El modelo que miró Mallorca: Ibiza quitó 32.000 vehículos el primer año de restricción
El Consejo ha tenido que defenderse de recursos de la patronal del alquiler y de las navieras
PalmaEl caso de Ibiza es el precedente que observa Mallorca ahora que ya se ha registrado en el Parlamento la proposición de ley de restricción de vehículos en la isla que pretende limitar la situación actual de colapso. La primera temporada de aplicación de la limitación de vehículos permitió reducir aproximadamente 32.000 el número de vehículos que podían circular durante el período regulado, según datos del Consell pitiuso. La norma establece un techo de vehículos no residentes y una cuota específica para los coches de alquiler, con el objetivo de reducir la saturación.
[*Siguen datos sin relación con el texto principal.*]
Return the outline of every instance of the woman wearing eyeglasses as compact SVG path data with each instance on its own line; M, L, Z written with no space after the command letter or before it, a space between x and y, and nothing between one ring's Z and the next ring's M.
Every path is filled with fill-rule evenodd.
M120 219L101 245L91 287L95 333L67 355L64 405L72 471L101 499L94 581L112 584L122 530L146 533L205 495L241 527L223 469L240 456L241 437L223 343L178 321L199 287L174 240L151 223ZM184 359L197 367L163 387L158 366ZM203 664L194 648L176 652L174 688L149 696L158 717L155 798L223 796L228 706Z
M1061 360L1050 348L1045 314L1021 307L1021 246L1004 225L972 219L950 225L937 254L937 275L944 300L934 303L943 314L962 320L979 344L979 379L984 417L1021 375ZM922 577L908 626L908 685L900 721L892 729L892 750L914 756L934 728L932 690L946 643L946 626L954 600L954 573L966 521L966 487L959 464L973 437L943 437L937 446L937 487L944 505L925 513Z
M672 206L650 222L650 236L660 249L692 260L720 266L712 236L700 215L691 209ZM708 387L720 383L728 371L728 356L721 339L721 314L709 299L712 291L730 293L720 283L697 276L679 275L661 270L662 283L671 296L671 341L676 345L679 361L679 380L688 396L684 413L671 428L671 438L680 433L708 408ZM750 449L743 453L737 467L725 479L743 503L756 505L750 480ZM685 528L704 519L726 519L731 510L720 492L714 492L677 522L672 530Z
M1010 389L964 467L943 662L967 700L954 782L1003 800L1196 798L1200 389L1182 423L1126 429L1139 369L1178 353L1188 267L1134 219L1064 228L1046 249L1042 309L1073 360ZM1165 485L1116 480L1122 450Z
Sin embargo, la implantación no ha estado exenta de polémica, y el Consell se ha encontrado recursos de los principales sectores económicos foráneos afectados, que no quieren ni oír hablar de ningún tipo de restricción, a pesar de la saturación que sufre la isla. El principal conflicto ha surgido por el reparto de las cuotas de vehículos de alquiler. El Consell fijó en 16.000 el máximo de coches de rent a car autorizados, a pesar de que las empresas del sector habían solicitado más de 27.000.
Las grandes multinacionales agrupadas han denunciado reiteradamente la falta de seguridad jurídica y el retraso en la comunicación de las cuotas definitivas. La asociación sostiene que muchas empresas han tenido que planificar la temporada sin saber con exactitud cuántos vehículos se podrían comercializar.
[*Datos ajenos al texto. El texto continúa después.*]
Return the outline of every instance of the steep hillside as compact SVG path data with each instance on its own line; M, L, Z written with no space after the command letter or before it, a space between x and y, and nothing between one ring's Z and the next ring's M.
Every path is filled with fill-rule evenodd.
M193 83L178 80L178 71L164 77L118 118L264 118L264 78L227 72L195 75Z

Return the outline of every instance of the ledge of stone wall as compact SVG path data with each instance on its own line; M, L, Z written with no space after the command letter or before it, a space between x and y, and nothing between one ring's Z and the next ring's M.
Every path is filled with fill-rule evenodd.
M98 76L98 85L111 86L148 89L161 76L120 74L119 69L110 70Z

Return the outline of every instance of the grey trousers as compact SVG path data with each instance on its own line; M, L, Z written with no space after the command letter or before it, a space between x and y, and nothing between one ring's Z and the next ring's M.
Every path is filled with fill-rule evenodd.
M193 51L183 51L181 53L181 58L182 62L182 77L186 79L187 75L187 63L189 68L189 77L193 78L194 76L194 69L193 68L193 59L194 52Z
La Comisión Nacional de los Mercados y la Competencia (CNMC) también ha intervenido en el conflicto. El organismo estatal ha instado al Consell de Ibiza a revisar el sistema de reparto porque considera que podría perjudicar a las grandes empresas de alquiler de coches y ha advertido de posibles acciones judiciales.
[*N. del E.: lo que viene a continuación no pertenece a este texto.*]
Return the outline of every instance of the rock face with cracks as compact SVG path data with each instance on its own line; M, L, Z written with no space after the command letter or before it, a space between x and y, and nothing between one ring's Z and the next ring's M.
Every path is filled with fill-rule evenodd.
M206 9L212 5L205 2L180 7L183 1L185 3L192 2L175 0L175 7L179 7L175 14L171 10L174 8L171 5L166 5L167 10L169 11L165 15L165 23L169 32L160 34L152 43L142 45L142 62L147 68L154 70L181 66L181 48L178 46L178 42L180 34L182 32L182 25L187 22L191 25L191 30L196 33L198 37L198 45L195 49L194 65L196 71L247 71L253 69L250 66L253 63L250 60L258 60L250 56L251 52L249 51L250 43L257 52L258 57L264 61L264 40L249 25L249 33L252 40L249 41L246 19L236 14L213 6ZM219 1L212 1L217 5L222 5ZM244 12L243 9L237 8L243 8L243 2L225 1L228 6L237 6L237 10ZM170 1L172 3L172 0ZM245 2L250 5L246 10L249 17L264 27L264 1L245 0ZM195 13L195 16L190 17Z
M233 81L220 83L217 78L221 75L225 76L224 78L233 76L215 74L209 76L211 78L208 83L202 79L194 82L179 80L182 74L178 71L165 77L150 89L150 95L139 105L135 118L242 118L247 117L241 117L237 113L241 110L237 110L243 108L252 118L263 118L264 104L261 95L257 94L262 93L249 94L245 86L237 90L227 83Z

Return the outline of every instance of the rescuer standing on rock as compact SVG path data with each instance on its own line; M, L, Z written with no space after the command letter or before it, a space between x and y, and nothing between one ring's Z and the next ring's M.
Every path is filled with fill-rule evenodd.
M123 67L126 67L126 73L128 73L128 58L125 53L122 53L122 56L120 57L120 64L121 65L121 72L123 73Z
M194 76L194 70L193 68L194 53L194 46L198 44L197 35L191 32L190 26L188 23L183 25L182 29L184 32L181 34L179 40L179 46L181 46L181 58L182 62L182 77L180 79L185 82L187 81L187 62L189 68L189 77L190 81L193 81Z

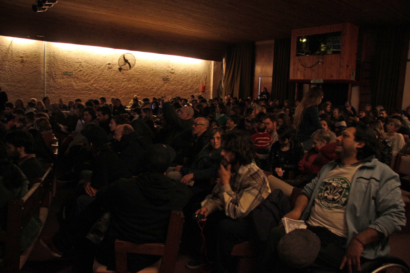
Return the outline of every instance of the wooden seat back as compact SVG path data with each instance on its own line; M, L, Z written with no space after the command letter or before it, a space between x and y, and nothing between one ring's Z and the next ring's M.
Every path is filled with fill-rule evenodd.
M23 228L34 215L39 214L42 207L48 208L51 203L52 164L50 165L42 178L30 181L33 186L22 199L9 200L7 204L6 230L0 230L0 241L5 242L2 271L19 270Z
M116 240L115 262L117 273L126 273L127 254L136 253L162 256L160 272L173 272L175 267L181 241L184 217L181 211L172 211L170 217L165 243L136 244Z

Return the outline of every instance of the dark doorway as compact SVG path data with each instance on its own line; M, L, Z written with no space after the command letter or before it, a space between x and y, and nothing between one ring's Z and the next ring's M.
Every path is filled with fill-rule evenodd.
M333 106L344 106L347 101L348 88L347 83L322 83L323 98L322 102L330 100Z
Pero el Consell se ha mantenido firme. El presidente insular, Vicent Marí, ha defendido que las restricciones responden a criterios de capacidad de carga y movilidad sostenible, y ha acusado a algunas patronales de generar alarma. La institución también ha asegurado que los datos reales mostraban que las empresas introducían en la isla más de 30.000 vehículos anuales, muy por encima de los que declaraban inicialmente. Ibiza ha sido un laboratorio que Mallorca ha seguido con mucha atención.